Je pense à toi, Camille Claudel, qu’on amena ici à Ville-Évrard par un sombre jour de 1913. Ton enfermement commença ici pour se prolonger ailleurs, notamment à Montfavet, pendant trente ans. Toi si forte qui affrontait le marbre même, en taille directe, toi qui défia Rodin, qui l’inspira, qui l’ébranla. Toi si seule… Après la Seconde Guerre mondiale qui vit mourir comme toi tant de tes compagnes et compagnons d’asile, des voix s’élevèrent pour que changent nos regards et nos attitudes.



Quand j’ai commencé mes études d’infirmière en 1973, on parlait de mixité, d’abolition des clefs et de suppression des neuroleptiques. Les portes de l’asile semblaient s’ouvrir enfin… Du moins s’entrouvrir.

Basaglia vint à Ville-Évrard nous parler de son expérience de Trieste, ainsi que Laing et Cooper. Sur les écrans sortaient Family life et Vol au-dessus d’un nid de coucous. Nous fûmes plusieurs, infirmiers et médecins, à nous enthousiasmer, à vouloir changer la manière de soigner. Alors on se mit à créer des structures d’accueil dans la ville, comme à Trieste, des appartements thérapeutiques, des lieux d’accueil plus petits, plus humains, au fonctionnement plus souple, aux statuts rédigés par les soignants et les soignés. On tenta de réinsérer celles et ceux qui avaient passé de longues années, souvent oubliés derrière les murs de l’asile, dans des foyers de post-cure, des ateliers de travail protégés, on développa les soins ambulatoires et les visites à domicile.

Les élus de gauche de Seine-Saint-Denis furent plus compréhensifs qu’ailleurs dans cette mise en place de la psychiatrie de secteur et, en 1982, grâce à l’action des personnels de Ville-Évrard, le département fut déclaré « pilote » avec l’Isère.

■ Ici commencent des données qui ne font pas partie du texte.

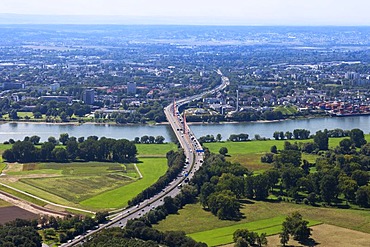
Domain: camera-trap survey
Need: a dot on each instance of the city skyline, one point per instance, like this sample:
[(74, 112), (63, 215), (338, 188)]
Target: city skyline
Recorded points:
[(206, 12)]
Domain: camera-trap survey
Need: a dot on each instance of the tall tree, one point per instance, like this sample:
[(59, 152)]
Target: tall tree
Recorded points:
[(321, 140), (357, 137)]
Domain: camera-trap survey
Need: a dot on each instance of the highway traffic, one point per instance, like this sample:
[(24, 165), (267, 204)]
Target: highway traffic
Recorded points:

Les effets se firent sentir presque immédiatement par deux éléments significatifs : la durée moyenne d’hospitalisation qui diminua et le nombre des hospitalisations sous contrainte (hospitalisations d’office et hospitalisation sur demande d’un tiers) qui régressa jusqu’à très récemment.

Fortes de ce constat, les tutelles ministérielles et régionales ordonnèrent de supprimer des lits. Alors qu’au début des années 1970 chaque service comportait au moins deux pavillons d’hospitalisation de 40 à 50 places, ces services ne comptaient plus à la fin des années 1990 qu’un seul pavillon.

On aurait pu s’en réjouir si les soins intensifs dispensés au malade en crise à l’hôpital avaient pu être relayés à sa sortie par des moyens matériels et humains suffisants. Ce ne fut pas le cas ; dès 1982, en effet, la politique de rigueur mise en place par le gouvernement Fabius imposa la poursuite de la politique de secteur à moyens constants, c’est-à-dire sans postes d’infirmiers supplémentaires. La poursuite de la mise en place des alternatives à l’asile s’est donc faite par redéploiements des effectifs du personnel. Il devint alors de plus en plus difficile de maintenir à la fois un lieu d’hospitalisation d’urgence et de crise décent et des services de suite et de prévention extérieurs avec le même nombre de soignants, voire moins, vu le non-remplacement des départs en retraite par exemple. Dès lors, la logique comptable s’empara des idéaux de la psychiatrie de secteur, et la fermeture des lits fut motivée avant tout par un manque de moyens, en personnels infirmiers notamment.

Á cette situation déjà préoccupante est venue s’ajouter la réforme des études pour l’obtention du diplôme d’état d’infirmier. Jusque vers la fin des années 1980, les élèves infirmiers en psychiatrie étaient salariés pendant leurs études et obtenaient un diplôme spécifique qui ne fut jamais reconnu comme diplôme d’état.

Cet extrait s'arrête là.